You analysis makes sense if we are talking about a commodity business where switching suppliers is as easy as going to Safeway instead of Lucky for your groceries. But we are talking about the carrier networking market, and there are some very significant differences.

For a service provider, switching equipment vendors is a very difficult undertaking. Your engineers have to be retrained, new processes defined and refined, not to mention new bugs to be found in the new vendor's equipment. You're throwing out the door many years of experience acquired from working with the old vendor's products. When AT&T dumped Stratacom ATM for Ascend, it was a very tumultuous decision for them. I can tell you that first hand. But they decided to do it because their ATM network was still in its infancy (only 8 ATM-equipped POP's), and they knew it would be impossible to switch once their ATM network grew bigger. Dissatisfied with Stratacom, it was now or never. So they bit the bullet and made the switch.

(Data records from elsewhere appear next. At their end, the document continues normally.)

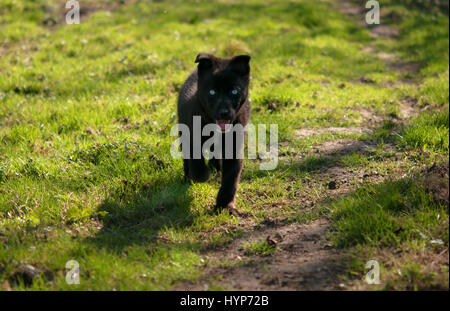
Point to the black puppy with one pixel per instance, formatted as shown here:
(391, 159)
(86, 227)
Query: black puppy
(217, 92)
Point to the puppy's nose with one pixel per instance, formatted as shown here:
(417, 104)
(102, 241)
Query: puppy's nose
(223, 113)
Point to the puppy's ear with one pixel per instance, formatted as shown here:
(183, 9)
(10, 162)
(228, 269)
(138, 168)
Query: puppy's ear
(241, 64)
(205, 61)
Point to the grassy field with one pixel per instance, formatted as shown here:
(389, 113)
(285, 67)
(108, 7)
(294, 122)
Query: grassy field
(86, 172)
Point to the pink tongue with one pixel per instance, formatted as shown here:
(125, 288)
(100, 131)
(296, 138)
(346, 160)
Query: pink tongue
(222, 124)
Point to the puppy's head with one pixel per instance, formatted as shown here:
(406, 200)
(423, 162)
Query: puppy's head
(223, 85)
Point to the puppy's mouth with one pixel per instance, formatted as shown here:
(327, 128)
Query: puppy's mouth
(222, 124)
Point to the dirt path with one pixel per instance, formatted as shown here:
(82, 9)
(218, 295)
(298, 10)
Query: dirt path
(304, 259)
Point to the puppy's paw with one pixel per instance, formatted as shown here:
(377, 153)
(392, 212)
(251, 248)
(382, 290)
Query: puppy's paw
(229, 208)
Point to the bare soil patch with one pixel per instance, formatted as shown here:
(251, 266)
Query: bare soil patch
(302, 261)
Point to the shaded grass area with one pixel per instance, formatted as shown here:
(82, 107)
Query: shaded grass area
(86, 111)
(404, 223)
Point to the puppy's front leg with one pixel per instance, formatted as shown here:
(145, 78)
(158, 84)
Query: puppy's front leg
(231, 172)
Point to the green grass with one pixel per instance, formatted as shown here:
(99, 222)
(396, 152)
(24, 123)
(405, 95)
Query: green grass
(86, 112)
(428, 131)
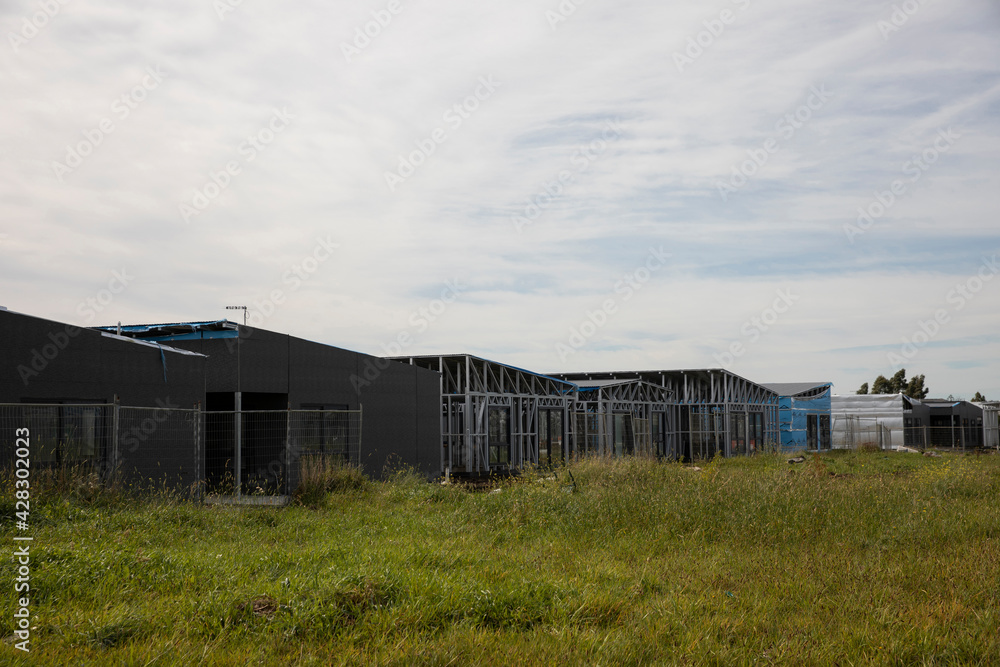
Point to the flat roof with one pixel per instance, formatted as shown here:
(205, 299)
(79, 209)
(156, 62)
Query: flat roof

The AT&T switch to Ascend is the only example I'm aware of where a carrier switched ATM equipment providers. In networking, these kinds of vendor switches will be very rare, if they ever happen again at all.

So when Lucent makes a decision about which data switching vendor to buy, they are not only making a decision about technology--they're making a decision about which customers they want to have. For Ascend as we all know, the customer list is quite impressive and includes the most important carrier customers--AT&T, Williams, QWEST, NTT, UUNet(FR & RAS), GTE, etc.... For Newbridge, there are a much higher proportion of enterprise customers and much fewer carrier customers. Furthermore, Newbridge has not won a major new carrier contract for quite some time, I believe--most of their carrier customers were acquired years ago when the ATM market was in its infancy. The 90% of Newbridge's ATM revenues are from products that are more than three years old (i.e., the 36170). Their VIVID product is a disaster.

Many attribute Newbridge's poor performance of late to bad marketing. But Ascend's marketing is not much better, and look at all the new contracts they are raking in.

Once again, AT&T is the only example of a large service provider switching ATM equipment suppliers. Having seen how difficult it is to get a service providers to switch equipment, then how can Lucent expect to win new new contracts away from Ascend and Stratacom with an inferior Newbridge product? The same question can be applied to remote access switches, where Lucent's Livingston division has utterly failed to convince any carriers to switch to its product. Same for Frame Relay.

IMO, Lucent will make a strong bid (at least one for one stock exchange) to buy Ascend before the end of the month. The question is, will Mory accept Lucent's offer?